2024年11月18日
サムスン電子の10兆ウォン規模の自社株買い、韓国市場に投資すべきでないもう一つの理由
ソン・リュンス
最近、52週安値を更新し続け、5万ウォン台さえ割り込んだサムスン電子の株価が、先週の金曜日、たった1日で7%以上急騰した。「4万電子」に到達したことで技術的な反発は予想されていたものの、これといった材料がない状況でKOSPI時価総額1位の企業が7%台の上昇を見せることは容易なことではない。
唐突な7%台の反発に対する疑問は、取引終了後に公示された資料を通じて解消された。今後1年間で自社株10兆ウォンを買い入れ、そのうち3兆ウォンは3ヶ月以内に買い入れた後に消却するという計画を発表したのだ。

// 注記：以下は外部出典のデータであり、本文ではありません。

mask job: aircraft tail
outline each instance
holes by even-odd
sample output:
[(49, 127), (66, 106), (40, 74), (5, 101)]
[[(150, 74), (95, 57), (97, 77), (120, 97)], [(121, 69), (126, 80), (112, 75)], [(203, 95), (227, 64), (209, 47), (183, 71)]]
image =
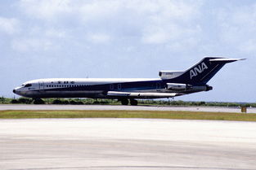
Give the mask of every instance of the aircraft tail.
[(183, 74), (173, 79), (172, 82), (205, 85), (226, 63), (242, 59), (205, 57), (200, 62), (185, 71)]

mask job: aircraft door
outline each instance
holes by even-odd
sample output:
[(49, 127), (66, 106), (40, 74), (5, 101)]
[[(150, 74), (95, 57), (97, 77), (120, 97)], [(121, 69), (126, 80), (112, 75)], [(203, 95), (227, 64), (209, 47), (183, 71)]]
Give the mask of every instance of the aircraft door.
[(161, 85), (159, 83), (156, 83), (155, 89), (156, 89), (156, 91), (160, 91)]
[(44, 91), (44, 83), (43, 83), (43, 81), (39, 81), (38, 85), (39, 85), (39, 92), (43, 92)]

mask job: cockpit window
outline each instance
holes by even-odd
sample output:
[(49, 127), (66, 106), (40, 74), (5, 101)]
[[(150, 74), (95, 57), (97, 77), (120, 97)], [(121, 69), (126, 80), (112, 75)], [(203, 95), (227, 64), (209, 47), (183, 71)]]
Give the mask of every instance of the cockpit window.
[(25, 87), (30, 87), (30, 86), (32, 86), (31, 84), (27, 84), (27, 85), (25, 85)]

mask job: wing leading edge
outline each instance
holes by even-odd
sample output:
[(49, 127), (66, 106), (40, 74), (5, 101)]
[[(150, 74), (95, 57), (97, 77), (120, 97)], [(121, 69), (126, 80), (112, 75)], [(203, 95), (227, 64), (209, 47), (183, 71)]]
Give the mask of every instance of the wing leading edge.
[(119, 91), (109, 91), (107, 96), (110, 97), (126, 97), (126, 98), (173, 98), (177, 96), (177, 93), (146, 93), (146, 92), (119, 92)]

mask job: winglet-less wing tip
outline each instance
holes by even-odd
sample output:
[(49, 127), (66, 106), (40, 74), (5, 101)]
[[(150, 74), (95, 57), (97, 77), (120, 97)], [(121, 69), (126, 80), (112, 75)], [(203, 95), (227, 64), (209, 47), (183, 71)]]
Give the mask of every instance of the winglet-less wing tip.
[(219, 59), (209, 59), (210, 62), (224, 62), (224, 63), (230, 63), (230, 62), (235, 62), (239, 60), (245, 60), (246, 59), (228, 59), (228, 58), (219, 58)]

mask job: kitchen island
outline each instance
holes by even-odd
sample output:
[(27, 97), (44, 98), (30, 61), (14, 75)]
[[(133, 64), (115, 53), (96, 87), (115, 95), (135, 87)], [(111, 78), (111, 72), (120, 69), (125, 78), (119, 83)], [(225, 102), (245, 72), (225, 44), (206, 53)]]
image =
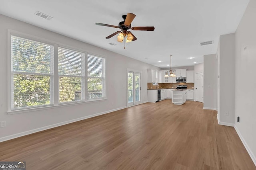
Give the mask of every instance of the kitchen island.
[(174, 104), (182, 105), (186, 101), (186, 89), (173, 89), (172, 91), (172, 102)]

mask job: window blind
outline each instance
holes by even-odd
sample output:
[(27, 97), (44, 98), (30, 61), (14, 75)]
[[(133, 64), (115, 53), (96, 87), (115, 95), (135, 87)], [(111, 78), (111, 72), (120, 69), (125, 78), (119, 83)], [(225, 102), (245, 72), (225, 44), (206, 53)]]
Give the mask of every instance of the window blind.
[(87, 99), (88, 100), (105, 96), (105, 63), (104, 58), (88, 55)]
[(59, 102), (84, 100), (84, 53), (58, 49)]
[(52, 104), (52, 45), (11, 36), (11, 109)]

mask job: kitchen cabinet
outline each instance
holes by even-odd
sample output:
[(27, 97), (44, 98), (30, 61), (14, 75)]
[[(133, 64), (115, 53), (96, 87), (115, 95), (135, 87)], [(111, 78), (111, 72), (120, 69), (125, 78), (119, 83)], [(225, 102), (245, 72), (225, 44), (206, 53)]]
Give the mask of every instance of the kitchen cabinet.
[(148, 90), (148, 102), (156, 103), (157, 101), (157, 90)]
[(166, 89), (161, 89), (161, 100), (166, 98)]
[(194, 70), (188, 70), (186, 71), (186, 77), (187, 83), (194, 82)]
[(182, 105), (186, 100), (186, 90), (172, 90), (172, 102), (174, 104)]
[(164, 79), (163, 79), (163, 74), (164, 74), (164, 72), (162, 71), (158, 71), (157, 72), (157, 82), (158, 83), (164, 83)]
[(157, 82), (157, 71), (156, 70), (148, 69), (148, 82)]
[(194, 101), (194, 90), (187, 89), (186, 90), (187, 100)]
[(168, 99), (171, 99), (172, 94), (172, 89), (166, 89), (166, 98)]
[(176, 75), (177, 77), (186, 77), (186, 69), (178, 69), (176, 70)]

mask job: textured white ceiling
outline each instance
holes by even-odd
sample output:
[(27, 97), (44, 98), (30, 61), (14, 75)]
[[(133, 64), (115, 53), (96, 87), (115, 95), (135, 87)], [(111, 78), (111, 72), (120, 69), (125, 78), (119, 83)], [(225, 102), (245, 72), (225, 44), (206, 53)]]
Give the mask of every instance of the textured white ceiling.
[[(215, 53), (220, 35), (235, 31), (249, 0), (130, 1), (2, 0), (0, 14), (161, 68), (192, 66)], [(34, 15), (39, 11), (49, 21)], [(132, 13), (132, 26), (154, 26), (153, 31), (132, 31), (136, 41), (117, 42), (105, 37), (119, 28), (122, 16)], [(1, 23), (3, 24), (3, 23)], [(212, 45), (200, 46), (213, 40)], [(114, 43), (117, 45), (108, 44)], [(190, 59), (190, 57), (194, 57)], [(147, 59), (145, 59), (146, 58)], [(158, 62), (161, 61), (161, 63)]]

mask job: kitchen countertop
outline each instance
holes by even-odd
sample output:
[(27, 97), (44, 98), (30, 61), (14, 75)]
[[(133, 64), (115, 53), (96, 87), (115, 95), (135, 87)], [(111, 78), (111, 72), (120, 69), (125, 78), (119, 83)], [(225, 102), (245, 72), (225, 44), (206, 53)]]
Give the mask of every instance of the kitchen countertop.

株価が本質的価値に比べて過小評価されていると判断したり、役職員への報酬としてRSU(譲渡制限付株式ユニット)支給を通じた株式発行がある場合、経営陣が自社株買いおよび消却を決定することは米国市場ではよくあることであるため、サムスン電子が10兆ウォン規模の自社株買い計画を発表したこと自体が問題なのではない。
情報漏洩とタイミングが問題
10兆ウォンもの規模の自社株買い計画が公示される前に、時価総額300兆ウォンを超える韓国1位の企業の株価が7%以上上昇したということは、当該情報が事前に漏洩していなければ起こり得ないことだと考える。
物証はもちろんないが、資本市場法違反の捜査に着手するに足る状況証拠としては十分に見える。しかし、歴史的に韓国の資本市場法は財閥一家とそれに寄生する勢力のために選択的に作用するため、特段の期待はしていない。米国であれば、SEC(証券取引委員会)がとっくに捜査に乗り出していただろう。
サムスンのオーナー一家に直接的な影響を及ぼし始めた矢先に、大規模な自社株買い計画を発表したこともまた問題だと見ることができる。李在鎔氏の母である洪羅喜氏は、保有するサムスン電子の株式を担保に融資を受けていたが、株価の持続的な下落により追加担保の提供を求められた状況と見られる(平たく言えばマージンコールである)。
洪羅喜氏のサムスン電子の持分率は今年初めの基準で1.45%程度であり、個人株主の中では最も高い水準だが、この程度の比率でサムスン電子に直接的な経営権を行使することは難しい。李在鎔サムスン電子会長はサムスン物産を事実上の持株会社とし、サムスン生命を通じてサムスン電子を支配しているが、このような複雑な支配構造は様々な法的制約のために作られたものではあるものの、一般的にオーナー一家を除く株主の利益を犠牲にする場合が多い。
このような文脈において、自社株買いは株価の安定とオーナー一家の金融的負担の緩和を同時に達成するための戦略に見える。しかし問題は、この過程がオーナー一家の利益のための決定なのか、それとも全株主のための公正な措置なのかという点だ。特に株価上昇直前の情報漏洩疑惑と相まって、このような決定が資本市場全体の信頼をさらに損なう可能性もあると思われる。
示唆点
サムスン電子の自社株買い発表は、短期的には株価に肯定的な影響を与える可能性があるが、今回の事件は韓国資本市場における情報の非対称性と企業統治(ガバナンス)の問題を改めて露呈させた。資本市場の信頼を回復するには、公正な情報公開と強力な法執行が不可欠である。
米国のような厳格な規制が適用されるならば、今回の事件はSECの集中調査を受けた可能性が高い。しかし、韓国の現実では財閥に対する法執行が相対的に緩い傾向がある。これは資本市場において少数株主の信頼を得ることを難しくしている要因の一つだ。結局、私たちのような投資家の答えは米国にある。